Big Data Platform as the Coast Guard’s Integrated Data Environment

Clearly, the Coast Guard already identified a Government-Off-The-Shelf (GOTS) solution for its IDE. In the same whitepaper referenced in a previous post, a very specific strategy for Coast Guard use of a DISA BDP capability is outlined. 1

  1. The BDP can accept structured and unstructured data and use tags to organize the information and make it easily searchable for analysis.
  2. Similarly, as an additional capability, data from multiple sources can be analyzed together (effectively a Coast Guard data lake). These multiple data sources include large amounts of mission narratives and operational summary databases previously unavailable for analysis (meaningful text analysis at the scale of Coast Guard mission narrative and operational summary data remains out of reach for current Coast Guard analytic capabilities).
  3. Further, the Coast Guard’s data can be expanded to include data sets from within the DISA BDP network, and enrichment data from other open-source data sets.
  4. Finally, tagged information in the data lake can inform future investments in machine learning, which would represent the cutting edge of information-based decision-making and information-driven operations for the Coast Guard.

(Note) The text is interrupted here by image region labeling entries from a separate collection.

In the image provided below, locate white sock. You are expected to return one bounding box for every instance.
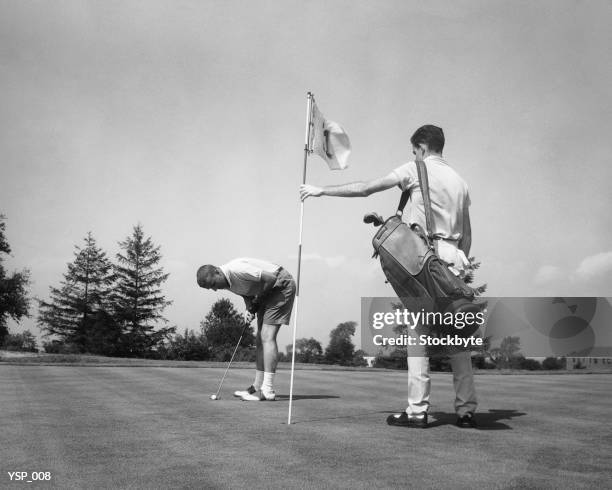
[261,373,276,392]
[253,370,264,390]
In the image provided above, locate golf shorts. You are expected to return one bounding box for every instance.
[257,267,295,325]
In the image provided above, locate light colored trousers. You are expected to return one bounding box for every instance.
[406,352,478,417]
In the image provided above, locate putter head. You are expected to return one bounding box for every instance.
[363,212,385,226]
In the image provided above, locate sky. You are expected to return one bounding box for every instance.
[0,0,612,350]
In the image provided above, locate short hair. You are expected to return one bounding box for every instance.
[197,264,217,288]
[410,124,444,153]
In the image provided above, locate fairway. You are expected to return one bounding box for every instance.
[0,365,612,488]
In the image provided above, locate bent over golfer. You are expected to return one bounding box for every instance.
[197,257,295,401]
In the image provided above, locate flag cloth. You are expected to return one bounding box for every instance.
[309,97,351,170]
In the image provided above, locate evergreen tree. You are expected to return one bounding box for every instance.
[38,232,116,354]
[0,214,30,345]
[112,225,176,356]
[325,322,357,366]
[287,337,323,363]
[200,298,255,360]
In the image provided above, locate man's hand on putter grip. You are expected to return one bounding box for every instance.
[300,184,323,201]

A Pivot from the Full Extent of Possibilities Implied by a Coast Guard Data Lake

As identified in a previous post, a Coast Guard data lake would begin to address some of the Operations Research and Data Analytics community’s largest problems. 2

Specifically, data calls/data hunts at the beginning of an analysis idea would be streamlined with Coast Guard data stored and shared within a central location.

However, by limiting a Coast Guard data lake to the capabilities of a GOTS DISA BDP, the idea of killing two birds with one stone with respect to data scientist’s desires is no longer on the table. 3

Because the Coast Guard explicitly selected a solution to implement, imposing requirements for Python and R kernels on the existing GOTS solution was impossible. A Request For Proposals to implement a BDP would mean implementing the GOTS solution as is, and the GOTS BDP did not already have Python and R kernel integrations. If truly desired, the onerous would then fall on the Coast Guard to commit resources to integration of the Python and/or R kernels into the BDP. And then hopefully enable those changes to be pushed across the BDP network for the betterment of the GOTS solution.

While the following closing statement is largely a matter of semantics, the Coast Guard’s insistence on buying an established solution makes the Coast Guard’s initial work in establishing an enterprise IDE a procurement and not an acquisition.


These views are mine and should not be construed as the views of the U.S. Coast Guard.